El Unicaja afronta la recta final de la configuración de su plantilla con una plaza todavía por cubrir. Txus Vidorreta confirmó, tras conquistar la Copa Andalucía en Córdoba, que el perfil más probable es el de un pívot, aunque el club no quiere incorporar a cualquier jugador para cerrar cuanto antes el equipo.
La lesión de Nzosa cambia los planes
La fractura del quinto metatarsiano del pie izquierdo de Yannick Nzosa, que exigió cirugía y le mantendrá aproximadamente tres meses de baja, ha alterado una planificación que contaba con su aportación interior. El joven jugador ofrecía unas características distintas a las de Willy Hernangómez y David Kravish, por lo que su ausencia reduce las alternativas defensivas y físicas del equipo.

La dirección deportiva busca ahora un jugador capaz de actuar como cinco, pero también de abrirse al cuatro y medio y convivir con perfiles como Amine Noua, Tyson Pérez, Willy o David. Esa versatilidad permitiría cubrir la baja de Nzosa sin modificar en exceso las rotaciones y, al mismo tiempo, completar una plantilla más adaptable durante la temporada.
Juanma Rodríguez no descarta un contrato temporal de dos o tres meses, con opción de ampliarlo hasta final de curso. La fórmula permitiría responder de inmediato a la lesión sin comprometer una decisión definitiva: si el jugador encaja, podría convertirse en el último refuerzo; si no, el Unicaja ganaría tiempo para esperar una oportunidad mejor. Por ahora, el equipo cuenta con doce jugadores sanos y el cuerpo técnico mantiene plena confianza en ellos.

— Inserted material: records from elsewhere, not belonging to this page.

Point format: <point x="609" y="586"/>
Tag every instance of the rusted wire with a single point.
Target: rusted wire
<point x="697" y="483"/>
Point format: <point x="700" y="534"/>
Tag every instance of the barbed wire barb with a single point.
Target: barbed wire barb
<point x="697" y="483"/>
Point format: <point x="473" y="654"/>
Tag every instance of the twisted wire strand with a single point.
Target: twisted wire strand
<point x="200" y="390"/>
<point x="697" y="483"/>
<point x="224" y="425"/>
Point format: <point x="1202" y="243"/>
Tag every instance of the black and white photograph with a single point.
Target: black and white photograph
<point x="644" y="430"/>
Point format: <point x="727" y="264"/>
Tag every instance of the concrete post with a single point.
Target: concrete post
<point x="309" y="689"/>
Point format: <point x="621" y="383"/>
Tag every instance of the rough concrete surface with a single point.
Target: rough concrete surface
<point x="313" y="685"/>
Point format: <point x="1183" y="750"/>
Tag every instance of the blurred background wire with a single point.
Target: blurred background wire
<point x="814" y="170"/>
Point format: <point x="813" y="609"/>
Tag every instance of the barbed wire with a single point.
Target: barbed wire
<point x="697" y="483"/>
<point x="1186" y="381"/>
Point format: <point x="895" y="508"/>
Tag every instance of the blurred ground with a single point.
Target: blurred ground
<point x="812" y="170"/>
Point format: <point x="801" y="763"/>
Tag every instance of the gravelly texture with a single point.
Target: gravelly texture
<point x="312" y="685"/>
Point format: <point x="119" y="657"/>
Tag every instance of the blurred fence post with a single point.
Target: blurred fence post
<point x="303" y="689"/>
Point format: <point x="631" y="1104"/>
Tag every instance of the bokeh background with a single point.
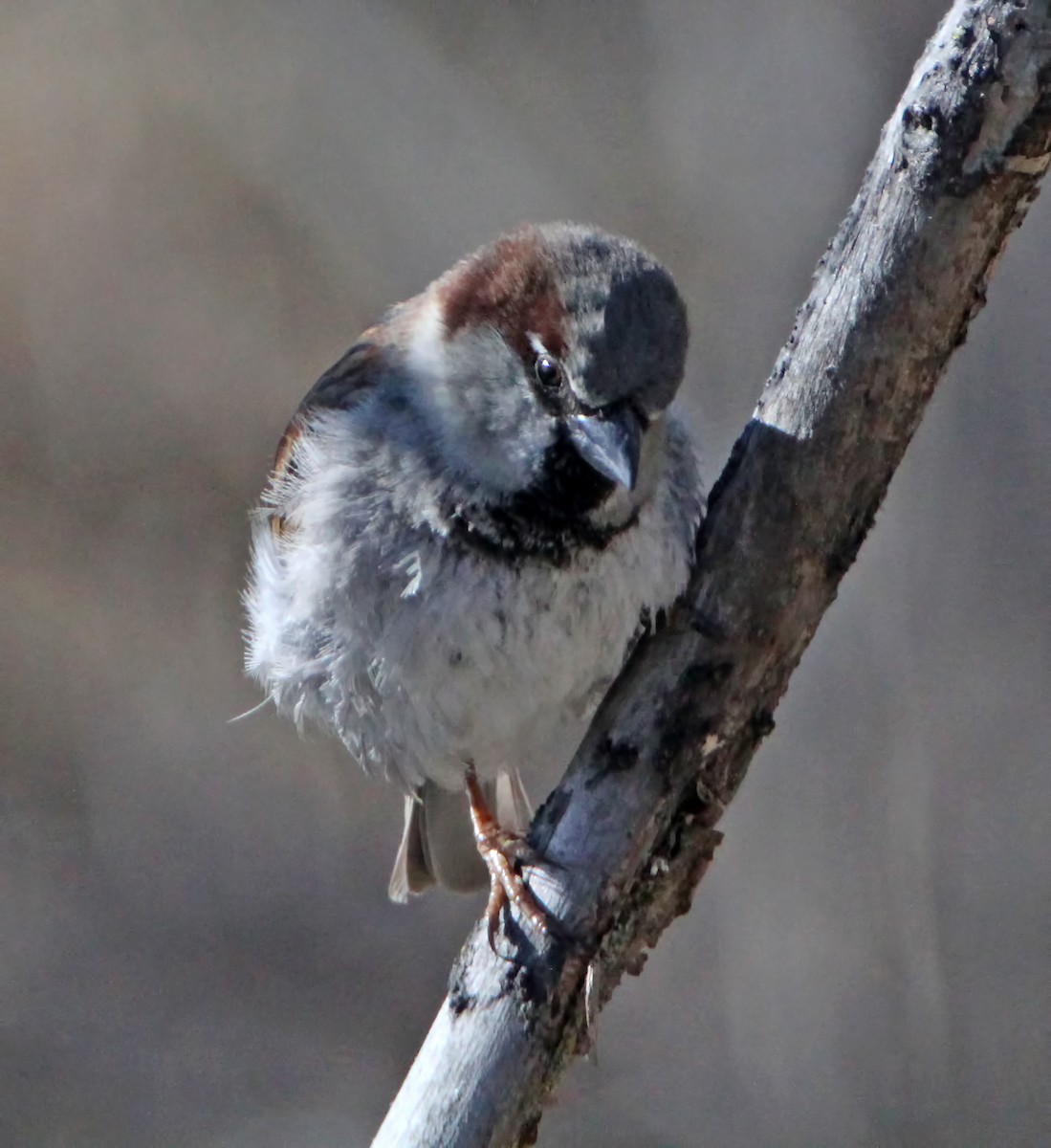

El club malagueño conserva además una plaza de extracomunitario y observa especialmente el mercado estadounidense. Las próximas opciones podrían aparecer en los training camps de la NBA o mediante descartes posteriores, aunque la disponibilidad de jugadores de nivel y con voluntad de aceptar un acuerdo corto es limitada. La estrategia pasa por esperar, no por cubrir una urgencia con un fichaje que condicione toda la temporada.